Giorgio Vasari parlait déjà de la Transfiguration dans ses Vies: “Et una tavola a olio è nella chiesa di Santa Maria di Castelnuovo con una Trasfigurazione di Cristo e con tre storie di figure piccole nella predella: quando Cristo mena gl’Apostoli al Monte Tabor, quando ora nell’orto, e quando ascende in cielo”. Les “histoires à petites figures” n’existent plus aujourd’hui, ayant été dispersées dans l’histoire: une seule a été retrouvée, conservée à l’Ermitage de Saint-Pétersbourg. Selon les récits de Marc, Matthieu et Luc, Jésus, après être monté sur le mont Thabor avec Pierre, Jacques et Jean, aurait complètement changé d’apparence, apparaissant aux trois apôtres avec les prophètes Moïse et Élie, vêtus d’une tunique blanche, dans une lumière éblouissante, à tel point que les disciples ne peuvent en supporter la force. Lotto situe la scène dans un paysage dépouillé, presque jusqu’à l’abstraction: seul le profil courbe du mont Thabor est visible, tout au plus marqué par quelques rochers. Le Christ est au sommet, flanqué des deux prophètes, Moïse tourné vers le spectateur, avec les tables de la loi posées devant lui, et Élie qui, lui, tourne le dos au spectateur, équilibrant par contraste la pose de Moïse. Le Christ leur parle, au milieu d’un dialogue animé. En bas, Jean, Pierre et Jacques, qui, dans un style iconographique typique, sont submergés par l’apparition et se couchent sur le sol, leurs bras et leurs mains essayant de protéger leurs yeux de la lumière éblouissante ; leurs poses sont si contorsionnées et bizarres, sur tout l’axe horizontal de la composition, qu’il semble même qu’il n’y ait que trois personnes dans le registre inférieur du retable.
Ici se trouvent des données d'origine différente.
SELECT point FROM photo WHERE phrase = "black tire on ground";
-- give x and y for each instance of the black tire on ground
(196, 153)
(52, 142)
Les recherches réflectographiques qui ont précédé la dernière restauration, effectuée en 2013 par Francesca Pappagallo, semblent avoir abouti à un élément de preuve: à l’origine, la figure du Christ aurait été frontale, comme le veut la tradition, puis Lotto l’aurait retravaillée dans un sens plus naturaliste, comme elle apparaît dans le tableau achevé. Pour Lotto, le contact avec Raphaël et Michel-Ange signifiait l’abandon de tout héritage du XVe siècle, mais non pas pour imiter ce que les deux grands de la Renaissance mature produisaient dans la capitale, mais plutôt pour chercher sa propre voie vers la modernité. Anna Banti, extraordinaire exégète du peintre vénitien, a bien montré quelle était cette voie: pour elle, la Transfiguration de Recanati, “toute crépitante”, “conduit à des effets presque hallucinatoires”. Et ces effets presque hallucinés sont la réponse de Lorenzo Lotto non seulement à une exigence formelle, mais aussi à un besoin intérieur: “En étudiant ces visages dilatés par l’extase, ces barbes rocailleuses, ces membres croquants que le pliage des vêtements cloue et réaffirme dans les entraves les plus compliquées ; en percevant, en marge de ces mouvements si difficiles, la vibration de mains et de pieds délicats et suprasensibles, tout en gestes et en expressions, on ne peut s’empêcher de penser à un sens possible et à une valeur morale de cette agitation formelle”. Ce sont les “ferments spirituels” qui sont à l’œuvre à Venise au nouveau siècle, et qui atteignent également Rome, la force à laquelle “la nature de Lotto ne pouvait rester indifférente”, qui avait inévitablement agité son “esprit enclin à la liberté, mais lié à la tradition par l’affection”, écrit encore Anna Banti. C’était le sentiment inconfortable et malaisé de vivre un moment historique lourd, difficile, incertain. Et à tout cela s’ajoute sa vie errante, sa carrière le plus souvent malheureuse.

À la fin de sa vie, dans son testament, Lotto se décrit comme “seul, sans gouvernement fidèle et l’esprit très agité”. Le tourment intérieur de Lotto était certainement très différent de celui de Leopardi, mais les raisons ne se recoupent guère. D’une part, un peintre à la foi troublée, peu enclin à se fixer, qui vécut son époque dans une grande angoisse et un profond malaise. De l’autre, le malaise existentiel du poète, les saisons de son pessimisme. Des situations qui ont produit des résultats qui peut-être, si on les lit entre les crépitements du feu de l’art et de la poésie, n’apparaissent pas si dissemblables. Mais qui ne se sont jamais rencontrées.